Parution : en mai 2015 aux éditions Rivages, et en mars 2017 chez Rivages poche.
Le style, le genre : huis clos sur les émotions d’une femme, sur sa place dans ce début du 20e siècle, roman féministe, roman de genre à la fois désuet et contemporain.
L’auteur : Stéphanie est née en mars 1975. Elle a fait des études universitaires de lettres, plus précisément sur le théâtre élisabéthain. Elle a enseigné en Écosse et en Angleterre.
Elle publie son premier roman Moutarde douce (Robert Laffont) à l’âge de 26 ans. Elle obtient plusieurs prix pour les romans suivants : le Prix Lilas 2009 pour Combat de l’amour et de la faim (Fayard), le Prix Thyde Monnier de la Société des Gens de Lettres en 2010 pour La distribution des lumières (Flammarion). Elle a également publié chez Stock, Léo Scheer, Seuil, …
Pour ceux qui lisent Amélie Nothomb vous retrouvez Stéphanie Hochet, une de ses vieilles copines, dans le personnage de Pétronille paru en 2014 dont elle s’est librement inspiré (comme on dit !).
Les lieux : la campagne anglaise et Londres pendant la première guerre mondiale.
L’histoire : en 1917 dans une petite ville, Lewes, dans le comté du Sussex, pas très loin de Londres, une famille anglaise mène une existence bourgeoise. Edward Whig est horloger, il tient une échoppe à Londres qu’il a pu ouvrir grâce à la dot d’Anna son épouse. Celle-ci est une femme lettrée traductrice du français et jeune mère de Jack, 2 ans. Elle est impatiente de se remettre au travail et de profiter enfin de quelques instants de liberté. Le couple se met à la recherche d’une garde d’enfants dans la région sans succès, la guerre a désorganisé les campagnes. Ils se résolvent à publier une petite annonce dans le Times, ils reçoivent un matin un courrier d’une certaine George, qui lorsque Anna va l’accueillir à la gare se révèle être un jeune homme. S’il convient parfaitement à Anna et encore plus à Jack, ce ne sera pas le cas pour Edward.
Mon avis : Ne vous attendez pas à un roman à la Delly (le début de l’histoire pourrait tout à fait s’y prêter) car tous les textes de Stéphanie sont en général sombres voire apocalyptiques. Même si ce roman est très différent des autres, ici pas de fantastique ni de sujet totalement contemporain (quoique…).
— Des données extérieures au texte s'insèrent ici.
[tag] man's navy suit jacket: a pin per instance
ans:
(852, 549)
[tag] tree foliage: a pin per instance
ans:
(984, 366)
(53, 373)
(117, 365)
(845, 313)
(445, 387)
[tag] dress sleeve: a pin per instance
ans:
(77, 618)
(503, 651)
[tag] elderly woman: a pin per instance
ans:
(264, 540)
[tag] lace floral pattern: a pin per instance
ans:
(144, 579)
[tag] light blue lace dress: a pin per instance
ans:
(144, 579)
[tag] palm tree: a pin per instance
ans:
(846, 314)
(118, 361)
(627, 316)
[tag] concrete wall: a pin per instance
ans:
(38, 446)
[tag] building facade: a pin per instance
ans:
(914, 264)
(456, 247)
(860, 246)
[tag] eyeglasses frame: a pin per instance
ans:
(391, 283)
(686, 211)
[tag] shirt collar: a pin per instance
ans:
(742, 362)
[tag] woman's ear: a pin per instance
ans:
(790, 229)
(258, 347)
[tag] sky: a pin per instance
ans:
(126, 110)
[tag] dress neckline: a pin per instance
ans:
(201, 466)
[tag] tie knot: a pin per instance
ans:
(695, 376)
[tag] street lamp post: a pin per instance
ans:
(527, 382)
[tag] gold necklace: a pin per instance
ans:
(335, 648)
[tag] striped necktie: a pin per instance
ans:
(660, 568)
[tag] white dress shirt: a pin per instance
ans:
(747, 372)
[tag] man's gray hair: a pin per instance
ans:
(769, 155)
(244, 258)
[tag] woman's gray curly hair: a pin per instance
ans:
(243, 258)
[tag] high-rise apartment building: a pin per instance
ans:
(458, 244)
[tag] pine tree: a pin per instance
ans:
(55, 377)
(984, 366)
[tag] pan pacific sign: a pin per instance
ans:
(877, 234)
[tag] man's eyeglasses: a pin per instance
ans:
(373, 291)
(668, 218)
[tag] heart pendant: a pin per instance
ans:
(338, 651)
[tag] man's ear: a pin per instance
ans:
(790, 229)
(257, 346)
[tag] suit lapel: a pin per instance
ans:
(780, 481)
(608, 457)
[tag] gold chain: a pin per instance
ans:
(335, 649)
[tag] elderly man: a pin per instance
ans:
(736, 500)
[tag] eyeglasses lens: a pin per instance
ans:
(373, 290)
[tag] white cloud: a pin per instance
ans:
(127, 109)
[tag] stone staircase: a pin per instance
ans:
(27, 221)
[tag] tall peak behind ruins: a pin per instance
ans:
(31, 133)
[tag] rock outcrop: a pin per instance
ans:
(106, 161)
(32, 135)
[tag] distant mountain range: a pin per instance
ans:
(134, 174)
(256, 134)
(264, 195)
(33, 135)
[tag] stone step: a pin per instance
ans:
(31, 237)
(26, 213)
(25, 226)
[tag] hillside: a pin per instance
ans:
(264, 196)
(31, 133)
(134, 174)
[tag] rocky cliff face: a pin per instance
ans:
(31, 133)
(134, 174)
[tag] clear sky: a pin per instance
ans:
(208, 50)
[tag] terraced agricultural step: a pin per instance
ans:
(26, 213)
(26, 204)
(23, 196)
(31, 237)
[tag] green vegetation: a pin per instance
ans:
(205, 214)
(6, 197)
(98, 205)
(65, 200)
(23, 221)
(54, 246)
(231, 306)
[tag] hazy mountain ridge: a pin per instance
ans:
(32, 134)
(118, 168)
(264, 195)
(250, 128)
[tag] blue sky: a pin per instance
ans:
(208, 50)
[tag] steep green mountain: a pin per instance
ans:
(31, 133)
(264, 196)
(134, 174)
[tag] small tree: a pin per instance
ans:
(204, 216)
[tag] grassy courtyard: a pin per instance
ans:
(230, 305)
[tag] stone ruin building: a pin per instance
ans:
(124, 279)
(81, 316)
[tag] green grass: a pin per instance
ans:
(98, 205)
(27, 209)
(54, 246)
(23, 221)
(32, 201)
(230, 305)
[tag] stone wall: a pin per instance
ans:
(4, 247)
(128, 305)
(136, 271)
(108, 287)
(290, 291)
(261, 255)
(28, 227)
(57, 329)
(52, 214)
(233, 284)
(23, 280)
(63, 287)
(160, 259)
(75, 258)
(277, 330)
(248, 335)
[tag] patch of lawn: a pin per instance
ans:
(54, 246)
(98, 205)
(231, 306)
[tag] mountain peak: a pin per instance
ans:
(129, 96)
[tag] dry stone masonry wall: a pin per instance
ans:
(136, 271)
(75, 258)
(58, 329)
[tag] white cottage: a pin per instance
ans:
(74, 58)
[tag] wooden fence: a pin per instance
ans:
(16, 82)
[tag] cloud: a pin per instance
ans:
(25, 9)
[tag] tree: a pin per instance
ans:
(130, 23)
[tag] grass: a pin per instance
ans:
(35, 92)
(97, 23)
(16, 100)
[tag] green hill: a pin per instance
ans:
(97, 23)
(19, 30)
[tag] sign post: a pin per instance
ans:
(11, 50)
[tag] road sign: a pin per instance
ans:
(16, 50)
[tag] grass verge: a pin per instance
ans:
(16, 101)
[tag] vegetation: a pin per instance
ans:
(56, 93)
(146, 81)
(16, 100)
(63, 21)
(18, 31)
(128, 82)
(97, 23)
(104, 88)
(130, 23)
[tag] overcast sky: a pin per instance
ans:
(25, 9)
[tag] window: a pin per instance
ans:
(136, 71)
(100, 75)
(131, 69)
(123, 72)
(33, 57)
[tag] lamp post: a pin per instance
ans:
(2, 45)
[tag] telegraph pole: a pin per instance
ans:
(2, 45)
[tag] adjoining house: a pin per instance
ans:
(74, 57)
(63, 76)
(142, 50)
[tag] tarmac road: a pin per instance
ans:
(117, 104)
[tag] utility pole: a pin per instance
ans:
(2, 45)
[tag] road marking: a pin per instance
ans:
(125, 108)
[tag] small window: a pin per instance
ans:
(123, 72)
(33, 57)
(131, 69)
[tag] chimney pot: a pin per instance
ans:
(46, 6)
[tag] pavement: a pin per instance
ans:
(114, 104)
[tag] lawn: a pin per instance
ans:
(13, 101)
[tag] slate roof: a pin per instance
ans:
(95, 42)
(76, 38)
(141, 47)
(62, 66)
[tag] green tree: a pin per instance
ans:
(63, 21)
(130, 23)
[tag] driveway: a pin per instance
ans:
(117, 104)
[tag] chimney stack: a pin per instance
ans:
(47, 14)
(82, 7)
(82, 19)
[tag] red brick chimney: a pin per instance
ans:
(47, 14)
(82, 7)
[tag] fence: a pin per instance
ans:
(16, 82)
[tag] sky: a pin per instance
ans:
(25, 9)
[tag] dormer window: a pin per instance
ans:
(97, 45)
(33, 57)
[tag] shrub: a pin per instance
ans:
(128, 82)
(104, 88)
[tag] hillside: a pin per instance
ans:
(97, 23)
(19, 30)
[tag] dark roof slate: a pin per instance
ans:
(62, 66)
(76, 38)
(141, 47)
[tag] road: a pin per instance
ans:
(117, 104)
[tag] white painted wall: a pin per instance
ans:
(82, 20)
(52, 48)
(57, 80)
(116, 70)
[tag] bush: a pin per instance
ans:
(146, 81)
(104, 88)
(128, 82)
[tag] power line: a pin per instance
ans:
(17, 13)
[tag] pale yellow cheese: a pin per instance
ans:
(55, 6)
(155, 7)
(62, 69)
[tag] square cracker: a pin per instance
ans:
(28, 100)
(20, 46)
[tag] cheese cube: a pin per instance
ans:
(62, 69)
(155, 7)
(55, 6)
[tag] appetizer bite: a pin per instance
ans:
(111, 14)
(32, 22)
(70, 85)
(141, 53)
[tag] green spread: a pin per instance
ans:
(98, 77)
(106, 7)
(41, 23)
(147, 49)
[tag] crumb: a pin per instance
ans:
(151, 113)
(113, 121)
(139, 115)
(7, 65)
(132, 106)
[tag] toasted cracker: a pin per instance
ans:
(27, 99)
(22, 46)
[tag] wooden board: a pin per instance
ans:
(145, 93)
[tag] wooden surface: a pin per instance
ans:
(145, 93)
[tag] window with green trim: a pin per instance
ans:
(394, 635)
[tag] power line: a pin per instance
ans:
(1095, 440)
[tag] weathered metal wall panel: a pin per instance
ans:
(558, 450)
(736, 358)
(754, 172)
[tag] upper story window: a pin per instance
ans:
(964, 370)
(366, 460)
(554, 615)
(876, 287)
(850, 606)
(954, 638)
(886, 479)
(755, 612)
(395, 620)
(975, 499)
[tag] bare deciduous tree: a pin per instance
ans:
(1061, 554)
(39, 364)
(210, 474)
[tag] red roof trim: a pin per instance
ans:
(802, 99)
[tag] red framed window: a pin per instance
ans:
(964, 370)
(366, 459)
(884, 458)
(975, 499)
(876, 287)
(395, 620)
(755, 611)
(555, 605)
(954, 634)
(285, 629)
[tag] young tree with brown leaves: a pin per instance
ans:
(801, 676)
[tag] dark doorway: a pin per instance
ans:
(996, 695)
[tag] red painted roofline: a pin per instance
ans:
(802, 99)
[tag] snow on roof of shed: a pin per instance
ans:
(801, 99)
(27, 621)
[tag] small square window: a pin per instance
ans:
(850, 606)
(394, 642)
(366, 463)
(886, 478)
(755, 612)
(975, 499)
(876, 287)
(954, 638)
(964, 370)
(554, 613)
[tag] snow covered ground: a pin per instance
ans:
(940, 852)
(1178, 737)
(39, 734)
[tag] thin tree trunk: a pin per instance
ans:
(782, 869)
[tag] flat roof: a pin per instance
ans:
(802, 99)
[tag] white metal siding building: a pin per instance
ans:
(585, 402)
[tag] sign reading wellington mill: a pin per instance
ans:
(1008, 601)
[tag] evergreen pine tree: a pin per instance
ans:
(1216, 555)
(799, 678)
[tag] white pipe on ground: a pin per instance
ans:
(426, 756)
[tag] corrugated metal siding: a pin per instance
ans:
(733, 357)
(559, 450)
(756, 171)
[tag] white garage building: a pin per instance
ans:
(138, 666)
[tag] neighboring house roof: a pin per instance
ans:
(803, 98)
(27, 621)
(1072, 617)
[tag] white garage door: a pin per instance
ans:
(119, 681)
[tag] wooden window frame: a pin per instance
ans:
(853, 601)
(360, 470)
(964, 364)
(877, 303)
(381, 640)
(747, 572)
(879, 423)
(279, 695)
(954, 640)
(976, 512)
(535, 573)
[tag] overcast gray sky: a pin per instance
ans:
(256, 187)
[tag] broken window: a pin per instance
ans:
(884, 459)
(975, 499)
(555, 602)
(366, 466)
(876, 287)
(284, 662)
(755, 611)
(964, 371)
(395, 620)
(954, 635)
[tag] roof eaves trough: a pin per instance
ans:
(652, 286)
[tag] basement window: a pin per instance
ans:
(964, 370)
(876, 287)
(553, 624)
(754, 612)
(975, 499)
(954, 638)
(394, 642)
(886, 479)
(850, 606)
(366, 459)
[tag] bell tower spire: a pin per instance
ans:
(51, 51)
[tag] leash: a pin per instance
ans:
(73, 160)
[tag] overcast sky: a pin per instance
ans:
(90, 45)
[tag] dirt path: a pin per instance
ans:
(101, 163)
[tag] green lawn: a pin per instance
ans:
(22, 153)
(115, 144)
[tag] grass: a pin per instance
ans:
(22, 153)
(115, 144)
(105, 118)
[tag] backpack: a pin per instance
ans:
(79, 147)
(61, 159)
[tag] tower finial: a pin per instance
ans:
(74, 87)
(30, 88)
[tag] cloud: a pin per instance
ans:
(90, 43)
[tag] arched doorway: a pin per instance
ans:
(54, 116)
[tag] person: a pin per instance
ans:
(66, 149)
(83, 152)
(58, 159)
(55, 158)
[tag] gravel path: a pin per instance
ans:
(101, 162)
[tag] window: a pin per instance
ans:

C’est le quotidien d’une femme qui est décrit, rythmé par les actions à entreprendre pour la bonne marche de la maison, autant dire pas très réjouissant…. Guère de raisons de s’épanouir pour Anna qui se retrouve isolée avec son fils après avoir fui comme beaucoup de londoniens les bombardements allemands sur Londres.
L’arrivée de George va marquer le début de l’effritement du couple sur fond de guerre (son cousin disparaît dans les tranchées sans que l’on retrouve son corps), d’émancipation des femmes et de questionnement sur la maternité qui devient au fil des pages de plus en plus inquiétant.
Stéphanie s’est mise dans la peau d’une Anglaise, elle y réussit si bien que tout naturellement elle a puisé dans l’univers de Virginia Woolf (dont elle connaît parfaitement l’œuvre) notamment pour toutes les descriptions sur la misère sociale pendant le conflit et sur les disparus dans les combats de l’Est de la France.
Ce qui est également très bien rendu c’est ce bouillonnement dans les esprits qu’on sent puissant et pourtant silencieux et qui va finalement au gré des événements du siècle faire exploser la société post victorienne, incarnée ici par Anna, Edward et George.
L’épilogue situé en 1940 est surprenant…
Pour résumer : un huis clos très prenant et très tourmenté.